There are plain text presentation systems, such as S5 (based on reStructuredText) and Beamer (based on LaTeX). However, these are more or less tedious to use for anything more sophisticated than title plus bullet lists. At present I will permit use of PowerPoint, Keynote, and such proprietary format presentation systems. If you're interested in open source/plain text systems, I'll be happy to teach you.
I will expect you to keep archives of thesis drafts and other textual documents, tables, data sets, programs, and other objects (images) in a git repository. git is a so-called version control system (VCS). It is not the most user-friendly, but you are unlikely to need its advanced features much, if at all, so there will be few things to learn, and you would not notice the difference between git and other VCSes much. If you do find yourself needing advanced features, you probably want to learn to use git despite its user-friendliness deficit, as it is by far the most popular VCS. Besides, it's the one I use most.
Because git records old versions, there are several conveniences for authors. You can get a history and some metrics about changes to analyze your productivity. You can get a concise report of the line-by-line differences from one version to another, or a "word diff" which shows changes at the level of individual words as Word does. You can get a history of when each line was changed most recently. Obviously, if you commit new versions frequently, you're always backed up. And because you have a complete record of old versions, you don't need to give new names to files if you want to keep old versions.
Git also knows about the Internet, so you can push versions to, and pull versions from, repositories on other computers. You will submit your documents to me by pushing them to my server, and receive comments and suggested edits by pulling them to your personal computer. There will also be a "common" repository containing useful templates (eg for title pages).

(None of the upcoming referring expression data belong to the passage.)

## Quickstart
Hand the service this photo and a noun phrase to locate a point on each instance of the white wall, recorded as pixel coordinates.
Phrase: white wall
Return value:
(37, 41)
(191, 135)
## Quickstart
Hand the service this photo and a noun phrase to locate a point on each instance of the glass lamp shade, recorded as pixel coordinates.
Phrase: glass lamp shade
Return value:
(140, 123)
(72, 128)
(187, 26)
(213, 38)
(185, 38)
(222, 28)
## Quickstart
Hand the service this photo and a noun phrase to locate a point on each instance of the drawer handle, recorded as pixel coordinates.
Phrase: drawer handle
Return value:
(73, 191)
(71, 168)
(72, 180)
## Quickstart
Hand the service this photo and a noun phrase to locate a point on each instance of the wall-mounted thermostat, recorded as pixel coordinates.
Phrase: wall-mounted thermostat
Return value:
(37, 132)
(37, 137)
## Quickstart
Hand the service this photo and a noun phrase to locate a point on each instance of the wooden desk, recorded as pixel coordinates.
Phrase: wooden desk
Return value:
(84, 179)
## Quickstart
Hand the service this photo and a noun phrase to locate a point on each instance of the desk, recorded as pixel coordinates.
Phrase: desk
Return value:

I may want to use an issue tracker to keep track of student progress and tasks. More about this later (it hasn't be set up, or the software chosen, yet).

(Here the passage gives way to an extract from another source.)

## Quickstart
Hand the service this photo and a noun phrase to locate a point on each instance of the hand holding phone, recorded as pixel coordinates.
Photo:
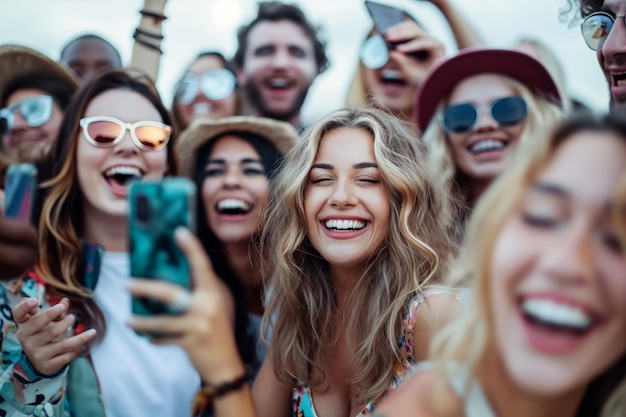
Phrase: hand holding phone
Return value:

Typical trackers are the one used for Python and the one used for GNU Mailman. Ours will be a lot simpler than either of those.
At present I am leaning toward requiring R, despite its somewhat obscure programming language. In any case I will require submission of programs for reproducing statistical results, including any "data cleaning" that is done before statistical analysis.
Any programming language is acceptable as long as there is an open source implemention I can install on Mac or Linux. However, I strongly recommend using Python 3. It is one of the easiest programming languages to learn, it handles Unicode (and therefore Japanese and Chinese) well, it has a collection of powerful features not matched by other easily-learned languages, and it has a very powerful set of data analysis libraries available. The Anaconda distribution is very convenient, and contains the Jupyter Notebook system. Notebooks are a very powerful way to do "literate programming" with Python (and I think R, too). The idea is that a notebook consists of a series of cells, which constitute a program. However, the notebook is smart enough to execute each block on demand, and if you change one block, you may be able to avoid re-executing previous blocks. Among the program cells you can intersperse your technical document, and the whole thing can be output as a nicely formatted PDF document.
Notebooks also interact very well with visualization software such as Bokeh. Bokeh can be installed easily with the Anaconda distribution of Python.